Despite these health risks, hookah lounges are growing in popularity. Only adults over the age of 21 may enter Aladdin's, which exempts it from Tennessee's Non-Smokers Protection Act. That has made it a haven for cigarette smokers as well as hookah aficionados, because it is one of a dwindling number of cafes that allow smoking, serve alcoholic drinks, and offer a full menu.
Aladdin's menu shows what a melting pot the Americanized hookah lounge is becoming. To be sure, it offers Persian and Mediterranean staples such as falafel, hummus and gyros. But these are augmented with chow-down meat-and-potatoes American pub fare along the lines of cheeseburgers, fried shrimp and hot wings.
"Anybody can open a hookah lounge. Not everyone can run a hookah lounge," says Hamza. There are a plethora of guidelines that must be followed to keep the doors open, such as the 21-and-older age limit. Hamza says the age restriction gives Aladdin's a more mellow and mature aura.

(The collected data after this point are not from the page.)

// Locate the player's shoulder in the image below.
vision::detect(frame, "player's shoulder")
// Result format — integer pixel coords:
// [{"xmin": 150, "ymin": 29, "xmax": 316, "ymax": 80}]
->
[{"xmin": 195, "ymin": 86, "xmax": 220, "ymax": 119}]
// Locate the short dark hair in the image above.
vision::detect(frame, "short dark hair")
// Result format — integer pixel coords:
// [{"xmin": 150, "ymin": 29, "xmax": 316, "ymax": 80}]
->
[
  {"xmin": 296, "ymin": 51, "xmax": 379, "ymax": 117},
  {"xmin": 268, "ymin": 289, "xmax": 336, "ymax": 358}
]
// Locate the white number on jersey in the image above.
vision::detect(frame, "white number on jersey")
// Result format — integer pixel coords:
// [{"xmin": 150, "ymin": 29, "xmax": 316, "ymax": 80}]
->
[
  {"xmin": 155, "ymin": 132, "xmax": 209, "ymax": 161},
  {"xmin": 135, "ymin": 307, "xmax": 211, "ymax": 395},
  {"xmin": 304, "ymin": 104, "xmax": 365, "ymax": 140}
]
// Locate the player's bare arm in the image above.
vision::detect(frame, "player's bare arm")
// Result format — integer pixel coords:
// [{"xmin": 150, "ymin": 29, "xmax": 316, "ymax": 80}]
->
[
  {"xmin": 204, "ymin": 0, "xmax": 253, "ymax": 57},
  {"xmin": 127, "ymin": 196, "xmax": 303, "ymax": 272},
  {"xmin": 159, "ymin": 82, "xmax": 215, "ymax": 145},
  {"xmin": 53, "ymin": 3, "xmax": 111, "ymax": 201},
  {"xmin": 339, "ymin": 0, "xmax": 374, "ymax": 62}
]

Perhaps more importantly, owners must ensure that customers are careful with the hookah and do not burn themselves or their surroundings.
There's also the matter of making the place welcoming. On average, a hookah session lasts for 40 minutes or more, but when coupled with food and alcoholic beverages, clients can stay as long as they please. The Chalkys know their customers by name and their orders by heart. Those who talked to us didn't want their names used — too many people confuse hookah smoking with illegal substances — but their affection for the place is real. "It's about as close to family as a business can be," a patron says, seated at the bar.
That's not just because of the Chalkys. Danielle Scione became a regular at Aladdin's when her sister started working at the hookah lounge. When a bartender slot opened up, Danielle stepped up to fill it. "We're all very close," she says of her co-workers and owners.
Maybe Music City still seems an unlikely place for a custom associated in the popular mind with the distant East. But Hamza Chalky says Nashville, whose sizable Kurdish population has earned it the nickname "Little Kurdistan," brings back memories of the land he and his family had to leave so many years ago. "The trees and the seasons remind us of back home," he says. And if that isn't enough to summon the communal bonds of home — well, that's what the hookah is for.